Recent improvements in PPI literature over the last three years address different segments—some modify sampling, others modify estimation—but they are scattered across papers, making them difficult to combine. GLIDE splits the pipeline into Sampling → Annotation → Estimation, making both ends independently replaceable. Samplers expose a sample method returning $(\pi, \xi)$, where $\pi\in[0,1]^N$ is the sampling probability for each observation and $\xi\in\{0,1\}^N$ is the actual inclusion indicator. Estimators are stateful objects where estimate returns a dataclass containing the point estimate, confidence interval, effective sample size $n_{\text{eff}}$, and metric labels. Consequently, an end-to-end flow (sampling + annotation + estimation) can be executed in just 6 lines of Python. Adopting the scipy/scikit-learn paradigms minimizes the learning curve, while the decoupling allows independent improvements in sampling and estimation to overlap seamlessly.
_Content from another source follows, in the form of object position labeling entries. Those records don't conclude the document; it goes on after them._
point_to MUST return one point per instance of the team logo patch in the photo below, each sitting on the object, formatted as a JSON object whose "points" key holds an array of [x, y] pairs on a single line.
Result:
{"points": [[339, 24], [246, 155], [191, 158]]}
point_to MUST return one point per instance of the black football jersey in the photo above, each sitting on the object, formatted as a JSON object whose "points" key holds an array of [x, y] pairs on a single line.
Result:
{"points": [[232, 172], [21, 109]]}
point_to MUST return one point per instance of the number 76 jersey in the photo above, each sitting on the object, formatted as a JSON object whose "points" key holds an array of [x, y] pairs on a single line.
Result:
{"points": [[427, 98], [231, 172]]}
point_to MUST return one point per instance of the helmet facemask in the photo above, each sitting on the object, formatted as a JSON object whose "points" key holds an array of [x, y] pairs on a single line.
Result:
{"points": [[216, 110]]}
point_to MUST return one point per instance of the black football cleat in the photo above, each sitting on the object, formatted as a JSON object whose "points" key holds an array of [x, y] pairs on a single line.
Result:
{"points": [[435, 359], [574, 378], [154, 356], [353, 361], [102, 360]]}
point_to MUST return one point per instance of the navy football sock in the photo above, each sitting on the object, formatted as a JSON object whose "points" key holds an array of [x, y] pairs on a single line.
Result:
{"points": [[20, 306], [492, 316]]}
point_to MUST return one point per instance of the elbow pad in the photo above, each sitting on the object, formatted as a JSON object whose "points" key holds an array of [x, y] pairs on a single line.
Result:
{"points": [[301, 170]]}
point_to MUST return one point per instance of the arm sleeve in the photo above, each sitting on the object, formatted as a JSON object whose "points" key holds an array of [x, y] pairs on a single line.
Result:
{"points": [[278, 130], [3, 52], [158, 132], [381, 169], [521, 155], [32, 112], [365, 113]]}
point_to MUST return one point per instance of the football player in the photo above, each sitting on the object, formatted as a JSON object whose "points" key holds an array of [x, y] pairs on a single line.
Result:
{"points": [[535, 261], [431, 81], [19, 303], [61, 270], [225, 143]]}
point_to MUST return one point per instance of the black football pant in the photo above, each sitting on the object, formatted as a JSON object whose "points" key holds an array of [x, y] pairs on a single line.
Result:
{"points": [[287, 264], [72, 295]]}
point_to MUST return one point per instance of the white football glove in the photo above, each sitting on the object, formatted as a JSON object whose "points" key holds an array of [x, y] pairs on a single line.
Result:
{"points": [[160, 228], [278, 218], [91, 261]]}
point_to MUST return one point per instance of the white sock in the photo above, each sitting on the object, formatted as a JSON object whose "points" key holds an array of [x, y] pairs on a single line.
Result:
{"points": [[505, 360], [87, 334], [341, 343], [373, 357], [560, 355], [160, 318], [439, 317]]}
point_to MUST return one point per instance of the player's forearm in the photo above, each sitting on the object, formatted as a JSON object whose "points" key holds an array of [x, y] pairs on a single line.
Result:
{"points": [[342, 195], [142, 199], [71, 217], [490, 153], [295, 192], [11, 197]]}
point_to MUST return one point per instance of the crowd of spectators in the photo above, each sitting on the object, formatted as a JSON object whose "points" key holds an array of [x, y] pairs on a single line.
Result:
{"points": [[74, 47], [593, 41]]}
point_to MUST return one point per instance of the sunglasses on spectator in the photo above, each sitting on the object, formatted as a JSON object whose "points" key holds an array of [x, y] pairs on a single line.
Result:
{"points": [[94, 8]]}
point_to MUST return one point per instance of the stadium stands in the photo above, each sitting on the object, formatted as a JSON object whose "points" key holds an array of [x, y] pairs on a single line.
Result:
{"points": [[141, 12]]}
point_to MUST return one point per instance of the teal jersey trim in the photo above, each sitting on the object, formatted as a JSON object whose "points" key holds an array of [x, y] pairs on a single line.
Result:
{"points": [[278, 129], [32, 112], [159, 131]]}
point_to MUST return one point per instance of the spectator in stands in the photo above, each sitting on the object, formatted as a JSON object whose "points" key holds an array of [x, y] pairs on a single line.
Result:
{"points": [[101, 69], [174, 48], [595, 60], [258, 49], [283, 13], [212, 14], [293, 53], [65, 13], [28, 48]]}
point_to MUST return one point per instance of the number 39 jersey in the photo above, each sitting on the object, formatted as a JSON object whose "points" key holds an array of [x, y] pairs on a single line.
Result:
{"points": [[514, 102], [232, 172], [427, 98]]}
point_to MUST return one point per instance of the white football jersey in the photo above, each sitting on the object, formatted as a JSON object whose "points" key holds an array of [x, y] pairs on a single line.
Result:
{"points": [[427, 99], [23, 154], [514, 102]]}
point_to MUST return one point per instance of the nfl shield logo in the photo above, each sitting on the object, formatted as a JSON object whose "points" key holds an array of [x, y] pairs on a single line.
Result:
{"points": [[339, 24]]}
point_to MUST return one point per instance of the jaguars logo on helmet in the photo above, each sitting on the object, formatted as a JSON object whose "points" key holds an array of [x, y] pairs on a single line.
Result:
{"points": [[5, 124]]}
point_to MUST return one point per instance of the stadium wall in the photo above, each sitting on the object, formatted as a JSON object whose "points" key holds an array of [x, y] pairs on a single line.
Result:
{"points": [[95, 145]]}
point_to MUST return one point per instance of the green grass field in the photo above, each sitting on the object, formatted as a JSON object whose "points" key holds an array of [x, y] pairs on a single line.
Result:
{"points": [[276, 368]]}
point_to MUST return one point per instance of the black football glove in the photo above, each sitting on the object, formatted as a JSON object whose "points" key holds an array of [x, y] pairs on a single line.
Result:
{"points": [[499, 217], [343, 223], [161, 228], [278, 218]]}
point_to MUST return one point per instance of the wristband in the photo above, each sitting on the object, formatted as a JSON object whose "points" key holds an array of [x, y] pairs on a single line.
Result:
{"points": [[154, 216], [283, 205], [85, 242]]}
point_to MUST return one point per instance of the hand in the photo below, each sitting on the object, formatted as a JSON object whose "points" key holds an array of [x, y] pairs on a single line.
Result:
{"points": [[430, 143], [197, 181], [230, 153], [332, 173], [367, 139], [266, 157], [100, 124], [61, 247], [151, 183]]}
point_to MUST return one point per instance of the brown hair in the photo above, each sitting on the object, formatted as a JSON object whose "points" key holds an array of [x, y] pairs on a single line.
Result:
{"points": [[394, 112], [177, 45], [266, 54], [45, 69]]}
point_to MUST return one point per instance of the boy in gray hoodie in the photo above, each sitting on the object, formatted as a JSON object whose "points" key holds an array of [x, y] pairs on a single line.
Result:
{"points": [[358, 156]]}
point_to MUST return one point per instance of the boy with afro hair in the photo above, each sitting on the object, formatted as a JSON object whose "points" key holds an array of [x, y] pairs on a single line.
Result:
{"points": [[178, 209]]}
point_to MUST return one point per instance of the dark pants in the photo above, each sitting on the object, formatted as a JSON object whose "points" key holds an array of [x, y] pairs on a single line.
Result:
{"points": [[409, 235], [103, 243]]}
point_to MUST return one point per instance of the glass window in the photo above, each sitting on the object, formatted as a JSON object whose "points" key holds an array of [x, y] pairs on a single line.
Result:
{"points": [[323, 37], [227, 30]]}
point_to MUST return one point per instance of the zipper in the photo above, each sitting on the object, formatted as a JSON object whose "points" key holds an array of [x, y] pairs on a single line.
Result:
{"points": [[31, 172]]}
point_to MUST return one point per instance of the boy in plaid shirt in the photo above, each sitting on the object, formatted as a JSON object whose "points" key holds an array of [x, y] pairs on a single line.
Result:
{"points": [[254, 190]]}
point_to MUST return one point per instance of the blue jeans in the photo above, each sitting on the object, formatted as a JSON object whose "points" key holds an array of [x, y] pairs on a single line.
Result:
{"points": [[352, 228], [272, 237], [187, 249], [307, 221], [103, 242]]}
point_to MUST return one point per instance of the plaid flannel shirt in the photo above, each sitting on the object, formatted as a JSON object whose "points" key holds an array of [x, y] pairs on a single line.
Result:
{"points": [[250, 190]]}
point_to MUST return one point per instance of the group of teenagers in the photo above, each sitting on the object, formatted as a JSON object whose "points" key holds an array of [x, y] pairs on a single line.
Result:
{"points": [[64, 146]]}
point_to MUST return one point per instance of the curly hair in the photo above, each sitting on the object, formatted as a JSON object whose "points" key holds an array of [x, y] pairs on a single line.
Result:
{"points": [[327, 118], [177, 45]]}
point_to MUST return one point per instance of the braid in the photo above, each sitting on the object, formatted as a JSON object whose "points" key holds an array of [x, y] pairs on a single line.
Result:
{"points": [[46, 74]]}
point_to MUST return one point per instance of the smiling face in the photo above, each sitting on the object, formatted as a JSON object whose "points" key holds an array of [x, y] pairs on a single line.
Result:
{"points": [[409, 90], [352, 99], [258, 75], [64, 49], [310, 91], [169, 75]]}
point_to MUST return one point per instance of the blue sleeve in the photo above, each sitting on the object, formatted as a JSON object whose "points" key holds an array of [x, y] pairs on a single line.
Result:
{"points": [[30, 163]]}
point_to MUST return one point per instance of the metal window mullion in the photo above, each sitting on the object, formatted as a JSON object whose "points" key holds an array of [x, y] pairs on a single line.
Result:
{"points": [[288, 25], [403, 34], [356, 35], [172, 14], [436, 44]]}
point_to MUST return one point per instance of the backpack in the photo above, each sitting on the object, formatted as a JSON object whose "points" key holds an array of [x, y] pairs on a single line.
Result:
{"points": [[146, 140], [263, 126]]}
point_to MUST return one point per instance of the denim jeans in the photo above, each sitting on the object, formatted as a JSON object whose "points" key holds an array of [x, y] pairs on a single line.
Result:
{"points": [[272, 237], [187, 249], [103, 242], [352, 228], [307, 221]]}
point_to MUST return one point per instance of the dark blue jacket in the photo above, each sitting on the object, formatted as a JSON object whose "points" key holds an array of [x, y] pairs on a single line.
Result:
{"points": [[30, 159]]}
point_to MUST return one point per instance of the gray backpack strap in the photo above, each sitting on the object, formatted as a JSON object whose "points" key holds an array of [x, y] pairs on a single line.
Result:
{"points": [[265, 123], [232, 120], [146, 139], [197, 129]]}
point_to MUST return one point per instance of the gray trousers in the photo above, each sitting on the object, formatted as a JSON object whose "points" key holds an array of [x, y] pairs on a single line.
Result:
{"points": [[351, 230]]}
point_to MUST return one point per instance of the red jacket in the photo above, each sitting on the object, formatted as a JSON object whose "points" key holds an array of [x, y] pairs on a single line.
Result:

2. 5 Sampler Categories × 5 Estimator Categories: Mapping Agentic evaluation attributes to a method menu

Agentic evaluation has four unique attributes—extreme cost asymmetry, natural stratification, available proxy uncertainty, and critical deployment scenarios—each corresponding to a branch of PPI. GLIDE presents these as a continuous "If X, then use Y" menu. Samplers include: UniformSampler (baseline), StratifiedSampler (supporting proportional or Neyman allocation $n_h\propto N_h\sigma_h$, using Hamilton’s method for integer constraints), ActiveSampler (independent Bernoulli sampling proportional to proxy uncertainty), and CostOptimalSampler variants. Estimators include: PPIMeanEstimator (PPI++ + power tuning), StratifiedPPIMeanEstimator, PTDMeanEstimator (Predict-Then-Debias, bootstrap-based for small $n<50$), StratifiedPTDMeanEstimator, and ASIMeanEstimator (IPW debiasing with active sampling), alongside 3 classical baselines. This prevents practitioners from having to cross-reference multiple papers and repositories.

3. Four-signal decision tree: Helping engineers select the right combination in 30 seconds

Simplifying selection is crucial for industrialization. GLIDE embeds method selection into a decision tree. The first half (sampling) routes based on three boolean signals: cost estimates available → CostOptimal; proxy uncertainty available → ActiveSampler; natural stratification with heterogeneous proxies → StratifiedSampler; else → UniformSampler. The second half (estimation) uses a single threshold: if human labels $n \ge 50$ (per stratum), use CLT-based estimators (PPI++ / Stratified PPI++ / ASI); otherwise, use bootstrap-based PTD variants. This tree is empirically calibrated using the Monte Carlo validation suite in Section 5, downgrading method selection from a research problem to a table lookup.

Loss & Training¶

This work does not involve training but focuses on statistical inference. All estimators return a PredictionPoweredMeanInferenceResult. The Key Performance Indicator (KPI) is the effective sample size $n_{\text{eff}}=n\cdot\widehat{\text{Var}}(\bar Y_n)/\widehat{\text{Var}}(\hat\theta^{\text{PPI++}}_\lambda)$. The ratio $n_{\text{eff}}/n \ge 1$ translates directly into "saved annotation hours."

Key Experimental Results¶

Main Results¶

Monte Carlo Validation: Synthetic binary classification task, true value $\theta^\star=0.55$, proxy mean $0.50$ (biased), controlled by Pearson correlation $\rho$ for proxy quality. $N_{\text{true}}=500$, $N_{\text{proxy}}=1000$, 90% confidence level, 1000 repetitions, $\rho\in\{0.1, 0.2, \dots, 0.9\}$.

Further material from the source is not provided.